Der Eingang zum Landgericht in Bonn: Hier findet der wegweisende „Cum-Ex“-Prozess: statt. Foto: dpa/Oliver Berg

Im „Cum-Ex“-Steuerskandal hat erstmals ein zentral beteiligter Finanzmarkt-Akteur vor Gericht ausgesagt. Er machte deutlich, dass er von Steuerrecht wenig verstanden und sich auf den Sachverstand anderer verlassen habe. Der Steuerschaden liegt laut Anklage bei über 440 Millionen Euro.

Bonn - Im milliardenschweren „Cum-Ex“-Steuerskandal hat erstmals ein zentral beteiligter Finanzmarkt-Akteur vor Gericht ausgesagt. Ein 41-jähriger Aktienhändler, der wegen besonders schwerer Steuerhinterziehung angeklagt ist, begann am Dienstag vor dem Bonner Landgericht seine Aussage über die Geschäftsabläufe.

Steuerschaden von mehr als 440 Millionen Euro.

Zu den konkreten Vorwürfen gegen ihn äußerte er sich zunächst nicht, das wird er vermutlich am Donnerstag tun. Er machte aber deutlich, dass er von Steuerrecht wenig verstanden und sich hierbei auf den Sachverstand anderer verlassen habe.
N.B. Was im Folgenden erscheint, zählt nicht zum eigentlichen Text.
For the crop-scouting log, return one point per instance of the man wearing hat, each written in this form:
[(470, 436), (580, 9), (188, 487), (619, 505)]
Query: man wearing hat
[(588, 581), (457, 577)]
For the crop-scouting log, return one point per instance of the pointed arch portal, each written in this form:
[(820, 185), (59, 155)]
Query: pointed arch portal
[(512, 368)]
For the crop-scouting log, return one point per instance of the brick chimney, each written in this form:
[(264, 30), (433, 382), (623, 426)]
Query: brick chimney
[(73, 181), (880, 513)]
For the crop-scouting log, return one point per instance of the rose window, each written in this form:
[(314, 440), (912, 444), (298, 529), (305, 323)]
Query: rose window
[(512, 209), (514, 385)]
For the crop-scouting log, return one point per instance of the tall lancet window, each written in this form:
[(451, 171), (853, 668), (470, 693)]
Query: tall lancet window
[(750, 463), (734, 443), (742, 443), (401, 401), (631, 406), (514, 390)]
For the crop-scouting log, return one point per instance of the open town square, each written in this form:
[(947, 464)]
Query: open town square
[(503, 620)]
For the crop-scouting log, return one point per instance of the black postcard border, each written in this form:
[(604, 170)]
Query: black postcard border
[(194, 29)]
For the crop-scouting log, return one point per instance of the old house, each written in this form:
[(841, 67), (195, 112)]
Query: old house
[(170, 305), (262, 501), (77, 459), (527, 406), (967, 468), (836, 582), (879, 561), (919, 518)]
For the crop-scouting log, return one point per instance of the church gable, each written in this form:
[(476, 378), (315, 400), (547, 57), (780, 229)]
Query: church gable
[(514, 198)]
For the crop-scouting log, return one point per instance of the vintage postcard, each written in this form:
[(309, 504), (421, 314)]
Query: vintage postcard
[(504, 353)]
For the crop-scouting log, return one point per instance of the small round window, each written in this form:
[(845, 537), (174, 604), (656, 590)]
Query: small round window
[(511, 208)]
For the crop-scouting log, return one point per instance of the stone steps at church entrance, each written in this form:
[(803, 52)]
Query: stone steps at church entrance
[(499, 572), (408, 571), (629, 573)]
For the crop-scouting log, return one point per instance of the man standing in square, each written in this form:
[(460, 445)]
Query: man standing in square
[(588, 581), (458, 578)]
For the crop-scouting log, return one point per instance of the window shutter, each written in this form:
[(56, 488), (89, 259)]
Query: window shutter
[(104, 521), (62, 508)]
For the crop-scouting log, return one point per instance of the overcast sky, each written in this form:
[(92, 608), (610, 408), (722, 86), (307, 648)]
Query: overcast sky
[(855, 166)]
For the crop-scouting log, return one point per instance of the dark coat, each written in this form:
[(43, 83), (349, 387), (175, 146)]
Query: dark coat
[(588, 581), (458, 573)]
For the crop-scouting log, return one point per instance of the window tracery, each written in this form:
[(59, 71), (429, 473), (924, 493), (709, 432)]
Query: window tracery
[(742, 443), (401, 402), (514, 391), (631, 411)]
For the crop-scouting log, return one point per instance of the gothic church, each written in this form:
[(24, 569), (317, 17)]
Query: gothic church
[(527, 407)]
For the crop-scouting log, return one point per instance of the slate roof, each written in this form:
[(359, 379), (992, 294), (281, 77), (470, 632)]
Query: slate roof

Er zeigte etwas Reue: Hätte er damals gewusst, was er nun wisse, hätte er anders gehandelt, sagte er. 

Der Mann und sein ebenfalls redebereiter 38 Jahre alter Ex-Kollege sollen im Zeitraum 2006 bis 2011 mit einem Verwirrspiel von Aktien mit („cum“) und ohne („ex“) Dividendenanspruch rund um einen Zahlungsstichtag dafür gesorgt haben, dass die Finanzämter Kapitalertragssteuern mehrfach erstatteten. Laut Anklageschrift verursachten sie einen Steuerschaden von mehr als 440 Millionen Euro.

Prozess gilt als wegweisend

Bereits vor Prozessauftakt hatten beide umfassend mit der Staatsanwaltschaft kooperiert - als erste „Cum-Ex“-Akteure überhaupt. In ihre Geschäfte involviert waren zahlreiche Banken und andere Finanzmarktakteure.

Der Prozess gilt als wegweisend. Denn in der Öffentlichkeit gibt es zwar die einhellige Meinung, dass es bei der Mehrfacherstattung von Steuern nicht mit rechten Dingen zugegangen sein kann. Allerdings ist bisher noch von keinem Gericht entschieden, ob „Cum-Ex“-Geschäfte eine Straftat waren oder nur eine dreiste Masche, die mit einem Schlupfloch im Gesetz möglich war. Dieses Schlupfloch wurde 2012 geschlossen. Schätzungen zufolge könnte „Cum-Ex“ den deutschen Staat mehr als 30 Milliarden Euro gekostet haben.